The "Seminary in a Nutshell" series continues. The first "chapter" was
1. The Calling of a Minister
The second "chapter" begins today, "The Person of a Minister." My featured resource this week is a book Wesley Seminary uses in its third spiritual formation course, on goal-setting and accountability. Samuel Rima does a good job of leading a minister to pay attention to every dimension of his or her life.
Introduction
1. A pastor is a person. Ministers may have a unique calling on their lives, but they still have spiritual needs. They still have physical and relational needs. They still have economic and psychological needs. They need people to minister to them at the same time that they are ministering to others. In these next few posts, we want to explore how a minister can take care that, as Paul once said, the minister him or herself should not become "disqualified" at the very time that they are helping others (1 Cor. 9:25).
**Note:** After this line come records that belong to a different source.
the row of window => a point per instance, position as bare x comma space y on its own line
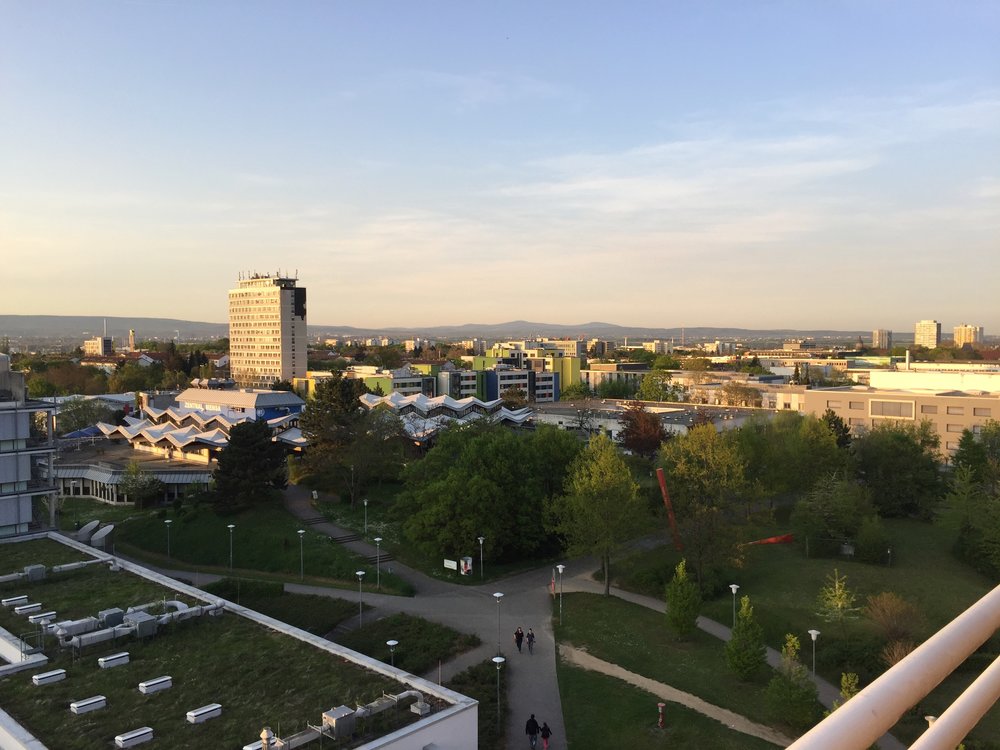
904, 409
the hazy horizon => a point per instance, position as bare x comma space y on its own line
810, 166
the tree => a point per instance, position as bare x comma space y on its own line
683, 603
706, 477
139, 486
839, 428
514, 398
746, 653
375, 452
655, 386
642, 432
481, 479
331, 420
250, 468
899, 464
601, 508
836, 601
78, 413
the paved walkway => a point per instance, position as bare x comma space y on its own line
732, 720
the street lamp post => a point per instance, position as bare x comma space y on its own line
734, 587
361, 615
814, 634
498, 596
560, 567
498, 660
302, 556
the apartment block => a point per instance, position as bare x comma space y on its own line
267, 330
881, 338
26, 452
966, 334
927, 333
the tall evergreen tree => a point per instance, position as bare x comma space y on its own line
250, 468
746, 653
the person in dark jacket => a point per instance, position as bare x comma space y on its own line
546, 733
531, 729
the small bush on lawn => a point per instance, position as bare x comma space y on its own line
480, 682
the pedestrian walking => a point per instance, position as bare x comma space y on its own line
545, 732
531, 729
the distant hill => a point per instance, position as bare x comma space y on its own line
84, 326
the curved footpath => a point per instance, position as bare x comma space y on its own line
533, 687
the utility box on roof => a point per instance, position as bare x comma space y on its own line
340, 720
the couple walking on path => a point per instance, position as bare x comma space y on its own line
534, 731
519, 638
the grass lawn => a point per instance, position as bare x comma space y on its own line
13, 557
258, 675
637, 639
314, 614
601, 711
422, 644
784, 585
265, 540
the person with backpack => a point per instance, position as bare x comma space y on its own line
545, 732
531, 729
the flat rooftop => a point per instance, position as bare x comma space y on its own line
262, 671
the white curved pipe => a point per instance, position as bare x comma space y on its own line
876, 709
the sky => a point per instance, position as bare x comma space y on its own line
747, 164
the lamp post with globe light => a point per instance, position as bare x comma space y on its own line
560, 567
361, 613
302, 555
498, 660
814, 634
734, 587
498, 596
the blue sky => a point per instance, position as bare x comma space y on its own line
757, 164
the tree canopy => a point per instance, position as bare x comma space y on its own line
484, 480
642, 432
250, 468
600, 509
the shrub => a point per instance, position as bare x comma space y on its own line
683, 603
791, 696
894, 617
746, 654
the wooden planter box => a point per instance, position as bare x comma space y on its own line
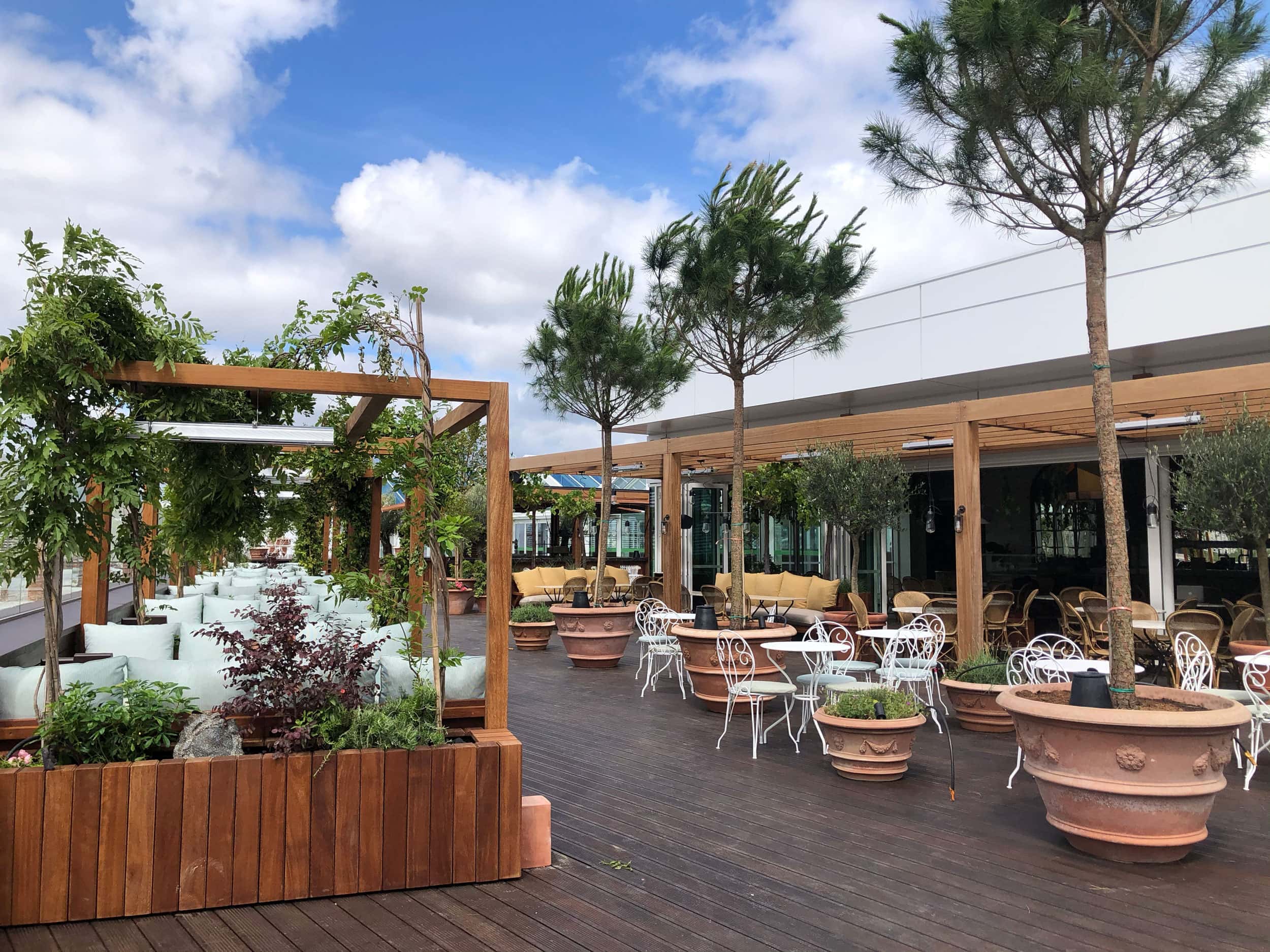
163, 836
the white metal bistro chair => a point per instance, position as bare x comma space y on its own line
1256, 682
737, 666
911, 661
1025, 666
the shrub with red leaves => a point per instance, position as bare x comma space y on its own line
282, 673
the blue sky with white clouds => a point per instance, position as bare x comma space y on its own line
257, 151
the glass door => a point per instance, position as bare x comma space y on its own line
707, 550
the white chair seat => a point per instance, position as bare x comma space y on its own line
763, 687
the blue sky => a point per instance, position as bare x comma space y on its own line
255, 153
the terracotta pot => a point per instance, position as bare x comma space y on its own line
531, 636
869, 750
1131, 786
977, 709
595, 638
703, 663
459, 602
1249, 648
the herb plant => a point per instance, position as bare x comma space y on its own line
128, 721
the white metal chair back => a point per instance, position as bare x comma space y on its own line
736, 661
1195, 667
1057, 645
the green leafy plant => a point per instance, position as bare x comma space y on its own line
1223, 484
532, 612
1081, 120
591, 357
855, 494
747, 283
982, 668
859, 705
129, 721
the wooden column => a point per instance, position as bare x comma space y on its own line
672, 513
96, 582
149, 517
498, 544
372, 562
969, 541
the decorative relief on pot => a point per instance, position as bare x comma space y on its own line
1131, 757
869, 747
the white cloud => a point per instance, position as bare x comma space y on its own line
148, 145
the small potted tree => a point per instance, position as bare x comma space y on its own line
868, 747
590, 357
973, 687
531, 626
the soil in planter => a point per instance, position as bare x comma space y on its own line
1145, 704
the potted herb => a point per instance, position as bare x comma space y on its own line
865, 747
592, 358
531, 626
973, 687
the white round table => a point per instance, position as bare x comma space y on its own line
1080, 664
804, 648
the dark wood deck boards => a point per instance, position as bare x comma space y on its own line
775, 853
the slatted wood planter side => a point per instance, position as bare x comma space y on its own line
149, 837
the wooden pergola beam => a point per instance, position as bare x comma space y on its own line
365, 415
285, 381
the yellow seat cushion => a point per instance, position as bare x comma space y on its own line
796, 587
822, 595
529, 582
553, 575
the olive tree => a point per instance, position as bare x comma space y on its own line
1080, 118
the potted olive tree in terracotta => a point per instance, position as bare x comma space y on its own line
865, 747
531, 626
1178, 118
973, 687
592, 358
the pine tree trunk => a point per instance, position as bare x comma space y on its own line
51, 590
1119, 596
738, 488
1264, 578
606, 483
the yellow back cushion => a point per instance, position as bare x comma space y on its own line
822, 595
553, 575
761, 584
529, 582
796, 587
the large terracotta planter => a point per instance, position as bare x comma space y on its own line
703, 663
1131, 786
595, 638
869, 750
977, 709
531, 636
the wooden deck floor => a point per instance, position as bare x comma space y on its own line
775, 853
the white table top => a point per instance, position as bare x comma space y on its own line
1080, 664
807, 648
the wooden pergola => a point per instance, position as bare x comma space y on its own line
471, 400
1033, 420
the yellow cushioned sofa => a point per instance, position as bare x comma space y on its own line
812, 595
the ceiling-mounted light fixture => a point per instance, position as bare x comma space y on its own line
243, 433
928, 443
1150, 422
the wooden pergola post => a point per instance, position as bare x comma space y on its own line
96, 580
498, 535
149, 517
969, 541
372, 562
672, 514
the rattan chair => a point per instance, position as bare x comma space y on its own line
1094, 623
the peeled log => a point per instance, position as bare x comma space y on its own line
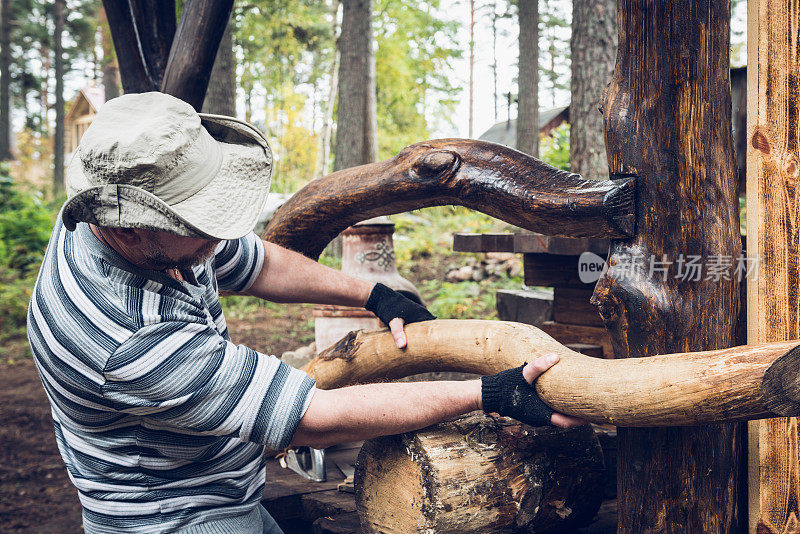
490, 178
480, 474
736, 384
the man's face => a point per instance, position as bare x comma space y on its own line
163, 250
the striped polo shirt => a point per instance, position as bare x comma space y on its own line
162, 421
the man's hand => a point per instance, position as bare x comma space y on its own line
512, 393
395, 310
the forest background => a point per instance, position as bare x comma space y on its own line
443, 68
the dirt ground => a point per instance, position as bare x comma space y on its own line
35, 492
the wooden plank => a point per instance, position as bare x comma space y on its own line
529, 242
773, 311
571, 305
571, 333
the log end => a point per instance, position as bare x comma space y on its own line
780, 387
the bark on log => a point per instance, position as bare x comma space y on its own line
480, 474
494, 179
667, 120
194, 49
773, 77
736, 384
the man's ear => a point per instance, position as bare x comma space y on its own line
130, 237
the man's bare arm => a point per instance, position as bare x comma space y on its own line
291, 277
367, 411
362, 412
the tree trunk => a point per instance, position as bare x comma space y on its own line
323, 160
356, 123
745, 382
194, 49
143, 32
594, 46
773, 77
221, 96
667, 120
480, 474
494, 179
528, 81
110, 67
471, 68
5, 79
58, 141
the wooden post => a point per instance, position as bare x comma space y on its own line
773, 312
667, 119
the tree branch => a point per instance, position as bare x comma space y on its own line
490, 178
736, 384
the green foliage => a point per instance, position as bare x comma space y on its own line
554, 149
424, 237
25, 226
554, 53
465, 300
413, 71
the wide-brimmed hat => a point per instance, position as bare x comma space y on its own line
149, 160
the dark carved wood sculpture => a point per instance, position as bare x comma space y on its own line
735, 384
668, 120
490, 178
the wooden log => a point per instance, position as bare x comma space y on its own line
773, 312
480, 474
667, 121
194, 49
494, 179
693, 388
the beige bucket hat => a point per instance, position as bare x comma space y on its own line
149, 160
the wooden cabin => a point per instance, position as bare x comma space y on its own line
80, 115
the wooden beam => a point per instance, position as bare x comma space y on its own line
194, 49
493, 179
667, 119
694, 388
773, 238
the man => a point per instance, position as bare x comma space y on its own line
161, 420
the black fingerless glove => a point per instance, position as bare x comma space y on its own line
388, 304
508, 393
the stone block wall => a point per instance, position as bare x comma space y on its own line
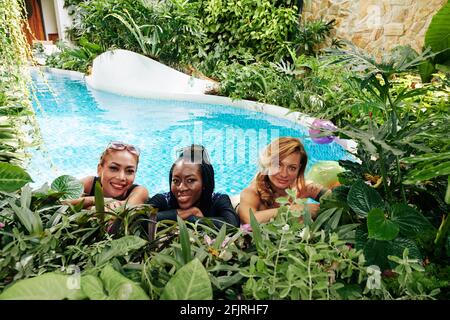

The focal need for all human beings is spiritual in nature. Our deepest need is our need for God, and our greatest priority must be his kingdom. A minister can facilitate any number of great outcomes externally, and yet be starving spiritually inside (the "starving baker"). Eventually, this trajectory will eat the minister from the inside out.
You may have heard the expression, "I am third." The basic idea comes from the Great Commandment that Jesus gave to his disciples: "Love the Lord your God with all your heart and with all your soul and with all your mind and with all your strength" and "Love your neighbor as yourself" (e.g., Mark 12:30-31). These priorities apply to ministers just as they apply to all humanity. God must come first. Others come second. I am third.
2. Yet ministers need to eat and sleep too. They need to watch their weight. With a calling that often makes Sunday a time of work, they need to be more conscious about sabbath than many others.
Ministers need to be healthy emotionally and psychologically. They need accountability and mentoring just like any other human being. They should have personal and professional goals.
Ministers need to have healthy relationships not only with those inside and outside the church, but within their families when they are married. God should not be confused with the work of ministry. God comes first, but the "job" of ministry does not come first. God does not want your children to lose their souls or your marriage to fall apart because you are a type A personality who does not make family a priority.
Ministers need friendships. Single ministers in particular need close friendships that help meet interpersonal needs. In short, being a minister does not change either the priorities or the needs that all believers have. The burden of ministry never rests on the shoulders of one.